Is it though? Some argue that Fortnite exited the store because of Epics fault. Others say Epic was evicted for punishment doled out by Gatekeeper Apple. Those "
with Apple" on the matter have popularly written they don't want anything from terrible/evil/crooked/trouble-maker Epic anyway.
If some game opts to exit the App Store, why don't those aligned with Apple treat it like Fortnite/Epic: who wants that game anyway?
If Apple evicts some game from the App Store, odds seem high the same people against Epic will be against that developer too. Who cares about <game>? It's a dumb game. Nobody needs that game. I've seen that same basic movie play out hundreds of times when any players seem to cross Apple in any way.
There are hundreds of thousands of games in the App Store. Let's buy and play a different game.
But what if it's something more important, like maybe key business apps such as Word or Adobe Photoshop? Won't that be a disaster? For any given app in the App Store, there seems to be clones galore. I used to be a regular for Photoshop... until they went subscription model and then I "shopped around"- because I could on Mac- through Affinity and others and landed on Pixelmator. As far as I'm concerned, it's just as good if not better for
all of my purposes. Too bad Adobe: you lost a regular buyer of Photoshop because it was possible for me to shop for alternatives.
What if some app does something exclusive and important and exits the store? If most people want to only buy apps from the one App Store, some clone will see the competitive opportunity, code the features so very missed and then we can buy that app to replace the one that bailed.
But let's be clear: any app that bails on the long established App Store for other horizons that is a desirable app with revenue is almost certainly going to quickly realize a big drop in easy revenue. They may try to stick with some stance against Apple but they will eventually miss the easy, lucrative revenue. What do you do if you make a business decision that causes you to lose a lot of money? One easy option is reverse that dumb decision.
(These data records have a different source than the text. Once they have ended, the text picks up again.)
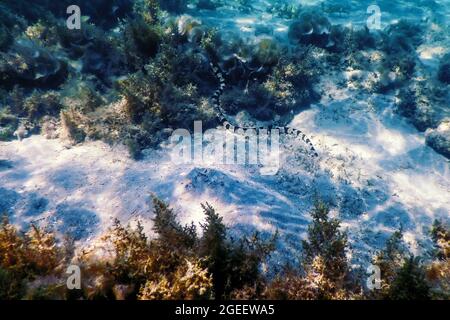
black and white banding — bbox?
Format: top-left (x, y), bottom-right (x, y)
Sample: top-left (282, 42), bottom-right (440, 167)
top-left (210, 62), bottom-right (319, 157)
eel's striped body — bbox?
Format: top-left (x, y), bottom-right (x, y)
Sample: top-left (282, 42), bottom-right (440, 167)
top-left (211, 63), bottom-right (319, 157)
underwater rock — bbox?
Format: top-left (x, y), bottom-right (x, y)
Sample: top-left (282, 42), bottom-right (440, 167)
top-left (383, 20), bottom-right (423, 54)
top-left (438, 54), bottom-right (450, 84)
top-left (0, 111), bottom-right (19, 141)
top-left (426, 119), bottom-right (450, 159)
top-left (288, 11), bottom-right (334, 48)
top-left (397, 85), bottom-right (436, 132)
top-left (0, 40), bottom-right (67, 88)
top-left (255, 38), bottom-right (281, 66)
top-left (197, 0), bottom-right (219, 10)
top-left (159, 0), bottom-right (187, 13)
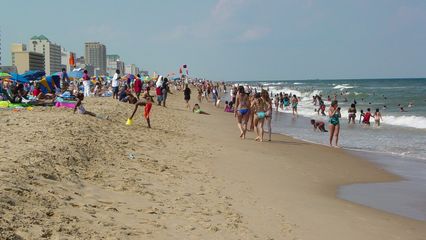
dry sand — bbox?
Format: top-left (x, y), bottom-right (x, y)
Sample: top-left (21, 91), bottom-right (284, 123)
top-left (0, 91), bottom-right (426, 239)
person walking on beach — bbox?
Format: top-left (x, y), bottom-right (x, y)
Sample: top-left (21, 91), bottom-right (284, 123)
top-left (127, 87), bottom-right (152, 128)
top-left (60, 68), bottom-right (70, 93)
top-left (83, 70), bottom-right (90, 97)
top-left (374, 108), bottom-right (383, 127)
top-left (362, 108), bottom-right (371, 126)
top-left (161, 78), bottom-right (172, 107)
top-left (133, 74), bottom-right (142, 100)
top-left (291, 94), bottom-right (299, 117)
top-left (261, 90), bottom-right (272, 141)
top-left (328, 100), bottom-right (341, 147)
top-left (111, 69), bottom-right (120, 100)
top-left (348, 103), bottom-right (356, 124)
top-left (183, 84), bottom-right (191, 109)
top-left (234, 86), bottom-right (250, 139)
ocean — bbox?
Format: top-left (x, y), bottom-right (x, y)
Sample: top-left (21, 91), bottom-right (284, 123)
top-left (233, 79), bottom-right (426, 221)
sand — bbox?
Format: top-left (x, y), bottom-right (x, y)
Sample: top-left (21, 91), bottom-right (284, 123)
top-left (0, 93), bottom-right (426, 239)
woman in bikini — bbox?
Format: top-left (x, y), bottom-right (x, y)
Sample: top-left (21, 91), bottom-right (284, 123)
top-left (374, 108), bottom-right (383, 127)
top-left (234, 86), bottom-right (250, 139)
top-left (261, 90), bottom-right (272, 141)
top-left (328, 100), bottom-right (341, 147)
top-left (252, 93), bottom-right (269, 142)
top-left (348, 103), bottom-right (356, 124)
top-left (291, 95), bottom-right (299, 117)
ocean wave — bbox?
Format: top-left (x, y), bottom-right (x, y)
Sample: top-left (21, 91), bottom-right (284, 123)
top-left (383, 116), bottom-right (426, 129)
top-left (333, 83), bottom-right (354, 91)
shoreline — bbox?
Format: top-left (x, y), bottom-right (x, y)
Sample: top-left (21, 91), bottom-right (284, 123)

I suspect some who leave will soon be back because they'll want the easy money they are no longer getting... even with Apple's big cut.
If I'm a developer in the EU, I absolutely make the app available on my own website too, where I'm probably already selling Mac apps I've coded. If so, all that infrastructure, etc is
already in place. Now I just sell my iDevice apps there too. I'm an app coder so coding some new "for sale" apps on my own website it towards child's play.
If other stores pop up and I think I can get 1 more sale there than from the Apple Store and my own store, I get my app on that store too... exactly like Apple has
their creations in all kinds of NOT-Apple stores.
I follow the lead of Apples own broad marketing & distribution example. Apple sells their creations in MANY places. Why can't I sell my creations in many places too?
However, all that offered, I would guess a few apps will in fact, bail from the App Store for some reason other than money, not care about the app revenue they are sacrificing by not being where MOST people shop for apps in the EU and that will be that. It's
THEIR creation... not Apples. They can do what they want.
An app that jumps to mind that we all should recall is Flappy Bird. If I recall correctly, it was the most popular app in the App Store for a period of time, estimated to be generating (was it) $50K/day for the creator. That developer decided to pull it at some point and just not offer it anymore due to reasons other than money. It didn't go somewhere else (because there is nowhere else for iDevice app buyers). He just chose to stop selling it.
What happened to the rest of the world who wanted Flappy Bird? Clones quickly popped right in to fill that gap and those wanting Flappy Bird-type action could download a clone app. Competition at work filled in the gap for a much-wanted app that was removed. I expect nothing different in the EU if some great app(s) exit. Competition is agile and ready to jump on any opportunity that can make them more money... just like Apple.